En entrant dans la succursale, il est immédiatement sollicité par le dernier opus du jeu vidéo de l’heure. Il reste planté là cinq minutes à tester les commandes mais il sent vite dans son dos le regard pesant de l’associé qui voudrait bien le voir dégager. Il circule entre les rayons de produits d’alimentation fine – thés, cacaos, pralines et autres tomates séchées – pour se retrouver dans la section des jouets. Il regarde avec une certaine nostalgie les boîtes de blocs de construction qu’il adorait, se demandant un instant si ses parents ont gardé quelque part ceux qu’il demandait immanquablement à chaque occasion festive.

Encore un effort. À travers le rayon cuisine puis celui du jardinage – même si la neige recouvre encore le sol, il est déjà temps de penser à ses plates-bandes et leur entretien – il entrevoit quelques couvertures de livres. Tout d’abord, sur un cube au milieu du passage, plusieurs dizaines d’exemplaires du dernier succès d’un écrivain américain sulfureux. L’accompagnent le t-shirt, la tasse, le dvd de l’adaptation, les figurines et les cartes à collectionner. Il a lu les quatre premiers tomes de sa dodécalogie, pas inintéressant mais déjà lu. Mais c’est à la sortie du treizième tome qu’il a décidé de ne pas continuer.

Non, aujourd’hui il se laisserait bien tenter par un roman policier du cru, quelque chose avec des références qui viendraient le chercher. Il passe entre les rayons. Meilleurs vendeurs ? Non, il n’y voit que de gros livres aux couvertures embossées, gros lettrage dégoulinant aux noms d’auteurs à consonance anglaise. Littérature française ? Il n’y a plus aucun nom d’éditeur sur les couvertures. De toute façon, ils appartiennent au même groupe d’intérêt chinois qui a sauvé l’édition européenne de la faillite il y a quelques années. Il passe rapidement la section des beaux livres. Son œil accroche la couverture de la nouvelle édition de La terre vue de l’espace. Déforestation amazonienne, golfe du Mexique englué, calotte polaire réduite à l’extrême. Le Groënland a fini par ressembler à son nom : une grande étendue verte sur laquelle on a commencé à exploiter des mines à ciel ouvert.

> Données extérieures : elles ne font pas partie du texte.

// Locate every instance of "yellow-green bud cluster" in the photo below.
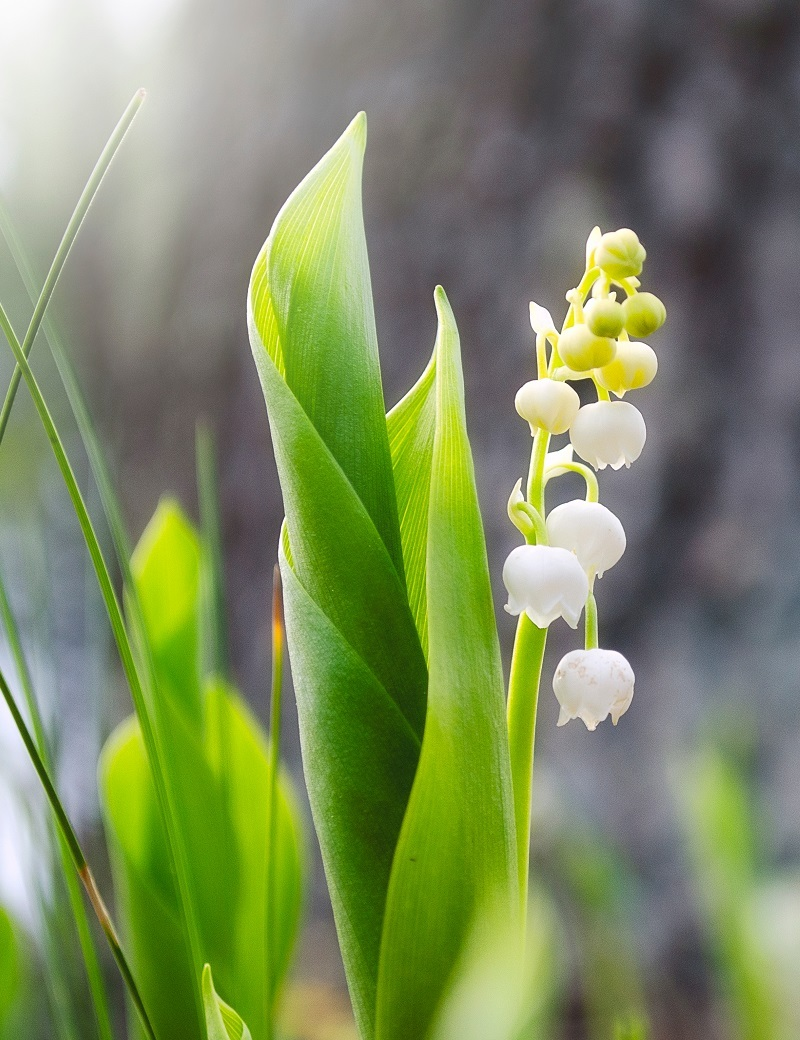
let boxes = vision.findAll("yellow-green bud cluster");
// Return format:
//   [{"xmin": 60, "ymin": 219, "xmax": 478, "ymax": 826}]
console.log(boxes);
[{"xmin": 504, "ymin": 228, "xmax": 667, "ymax": 729}]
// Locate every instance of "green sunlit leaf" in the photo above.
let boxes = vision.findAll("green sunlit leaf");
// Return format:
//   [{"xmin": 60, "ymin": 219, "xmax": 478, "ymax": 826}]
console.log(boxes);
[
  {"xmin": 0, "ymin": 907, "xmax": 20, "ymax": 1040},
  {"xmin": 386, "ymin": 355, "xmax": 436, "ymax": 655},
  {"xmin": 248, "ymin": 116, "xmax": 427, "ymax": 1037},
  {"xmin": 378, "ymin": 288, "xmax": 519, "ymax": 1040},
  {"xmin": 203, "ymin": 964, "xmax": 253, "ymax": 1040}
]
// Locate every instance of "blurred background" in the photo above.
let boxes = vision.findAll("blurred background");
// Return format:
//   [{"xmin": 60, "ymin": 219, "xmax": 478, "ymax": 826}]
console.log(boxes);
[{"xmin": 0, "ymin": 0, "xmax": 800, "ymax": 1040}]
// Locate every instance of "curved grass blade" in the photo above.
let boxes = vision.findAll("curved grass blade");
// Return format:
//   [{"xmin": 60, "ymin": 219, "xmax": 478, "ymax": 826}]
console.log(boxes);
[
  {"xmin": 0, "ymin": 907, "xmax": 20, "ymax": 1037},
  {"xmin": 0, "ymin": 574, "xmax": 112, "ymax": 1040},
  {"xmin": 0, "ymin": 111, "xmax": 209, "ymax": 1017},
  {"xmin": 0, "ymin": 89, "xmax": 146, "ymax": 443},
  {"xmin": 377, "ymin": 288, "xmax": 518, "ymax": 1040},
  {"xmin": 195, "ymin": 425, "xmax": 231, "ymax": 680},
  {"xmin": 0, "ymin": 671, "xmax": 156, "ymax": 1040},
  {"xmin": 248, "ymin": 116, "xmax": 427, "ymax": 1038},
  {"xmin": 101, "ymin": 501, "xmax": 302, "ymax": 1040},
  {"xmin": 0, "ymin": 305, "xmax": 208, "ymax": 1031}
]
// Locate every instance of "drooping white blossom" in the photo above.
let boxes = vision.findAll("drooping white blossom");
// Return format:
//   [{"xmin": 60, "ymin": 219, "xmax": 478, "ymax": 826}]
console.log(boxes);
[
  {"xmin": 552, "ymin": 649, "xmax": 635, "ymax": 730},
  {"xmin": 514, "ymin": 379, "xmax": 580, "ymax": 435},
  {"xmin": 544, "ymin": 444, "xmax": 574, "ymax": 479},
  {"xmin": 569, "ymin": 400, "xmax": 647, "ymax": 469},
  {"xmin": 547, "ymin": 499, "xmax": 625, "ymax": 578},
  {"xmin": 502, "ymin": 545, "xmax": 589, "ymax": 628},
  {"xmin": 595, "ymin": 340, "xmax": 659, "ymax": 397}
]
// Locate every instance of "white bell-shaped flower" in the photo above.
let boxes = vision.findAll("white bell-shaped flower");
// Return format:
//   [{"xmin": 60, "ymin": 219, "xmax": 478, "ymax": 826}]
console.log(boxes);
[
  {"xmin": 547, "ymin": 499, "xmax": 625, "ymax": 578},
  {"xmin": 514, "ymin": 379, "xmax": 580, "ymax": 435},
  {"xmin": 552, "ymin": 649, "xmax": 635, "ymax": 730},
  {"xmin": 595, "ymin": 340, "xmax": 659, "ymax": 397},
  {"xmin": 569, "ymin": 400, "xmax": 647, "ymax": 469},
  {"xmin": 502, "ymin": 545, "xmax": 589, "ymax": 628}
]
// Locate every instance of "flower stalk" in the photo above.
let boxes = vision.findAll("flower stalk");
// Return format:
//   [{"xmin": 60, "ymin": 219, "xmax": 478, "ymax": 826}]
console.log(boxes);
[{"xmin": 504, "ymin": 228, "xmax": 666, "ymax": 944}]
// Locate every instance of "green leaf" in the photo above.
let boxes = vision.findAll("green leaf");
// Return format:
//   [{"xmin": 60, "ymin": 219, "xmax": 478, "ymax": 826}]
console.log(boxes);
[
  {"xmin": 0, "ymin": 907, "xmax": 20, "ymax": 1037},
  {"xmin": 101, "ymin": 685, "xmax": 304, "ymax": 1040},
  {"xmin": 131, "ymin": 499, "xmax": 201, "ymax": 726},
  {"xmin": 101, "ymin": 504, "xmax": 303, "ymax": 1040},
  {"xmin": 203, "ymin": 964, "xmax": 253, "ymax": 1040},
  {"xmin": 248, "ymin": 116, "xmax": 427, "ymax": 1037},
  {"xmin": 264, "ymin": 112, "xmax": 403, "ymax": 573},
  {"xmin": 386, "ymin": 353, "xmax": 436, "ymax": 655},
  {"xmin": 377, "ymin": 288, "xmax": 518, "ymax": 1040},
  {"xmin": 428, "ymin": 913, "xmax": 524, "ymax": 1040}
]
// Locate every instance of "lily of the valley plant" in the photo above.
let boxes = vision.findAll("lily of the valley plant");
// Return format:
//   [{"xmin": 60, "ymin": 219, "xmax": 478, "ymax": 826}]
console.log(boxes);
[
  {"xmin": 0, "ymin": 94, "xmax": 666, "ymax": 1040},
  {"xmin": 248, "ymin": 114, "xmax": 666, "ymax": 1040}
]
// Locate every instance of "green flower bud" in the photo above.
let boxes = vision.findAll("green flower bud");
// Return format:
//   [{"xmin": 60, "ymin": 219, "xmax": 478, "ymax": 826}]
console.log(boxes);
[
  {"xmin": 594, "ymin": 228, "xmax": 647, "ymax": 279},
  {"xmin": 559, "ymin": 324, "xmax": 617, "ymax": 372},
  {"xmin": 584, "ymin": 298, "xmax": 625, "ymax": 339},
  {"xmin": 622, "ymin": 292, "xmax": 667, "ymax": 336},
  {"xmin": 596, "ymin": 339, "xmax": 659, "ymax": 397}
]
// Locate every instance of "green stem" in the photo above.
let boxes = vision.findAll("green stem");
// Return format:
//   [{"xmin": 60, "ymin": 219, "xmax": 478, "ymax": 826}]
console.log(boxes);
[
  {"xmin": 508, "ymin": 614, "xmax": 547, "ymax": 934},
  {"xmin": 0, "ymin": 671, "xmax": 156, "ymax": 1040},
  {"xmin": 527, "ymin": 428, "xmax": 550, "ymax": 517},
  {"xmin": 195, "ymin": 425, "xmax": 230, "ymax": 679},
  {"xmin": 265, "ymin": 565, "xmax": 285, "ymax": 1040},
  {"xmin": 585, "ymin": 592, "xmax": 599, "ymax": 650},
  {"xmin": 544, "ymin": 462, "xmax": 600, "ymax": 502},
  {"xmin": 0, "ymin": 90, "xmax": 146, "ymax": 443}
]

Il a fait le tour de la section livre du magasin. Rien trouvé. Un commis qui se dirige vers lui fait brusquement demi-tour. Il a dû comprendre que ce client avait des questions tandis que lui n’avait pas de réponse. Dépité, Loïc se dirige vers la borne informatique. Critère de recherche ? Roman policier. Langue ? Français. Origine ? États-Unis, France, Chine, Inde, Brésil, Grande-Bretagne… non. Autre ? Ça doit être ça. Deux résultats de recherche, en rouge : non-disponible en magasin, sur commande spéciale.

C’est alors qu’un drôle d’individu l’apostrophe et lui remet un petit carton imprimé. Cet après-midi, à l’aréna, se tient un salon du magazine et du livre québécois. Intrigué, il décide de s’y rendre. Il doit pourtant attendre une demi-heure avant que le camion de livraison qui lui barre le chemin s’en aille, lui permettant enfin de quitter le stationnement.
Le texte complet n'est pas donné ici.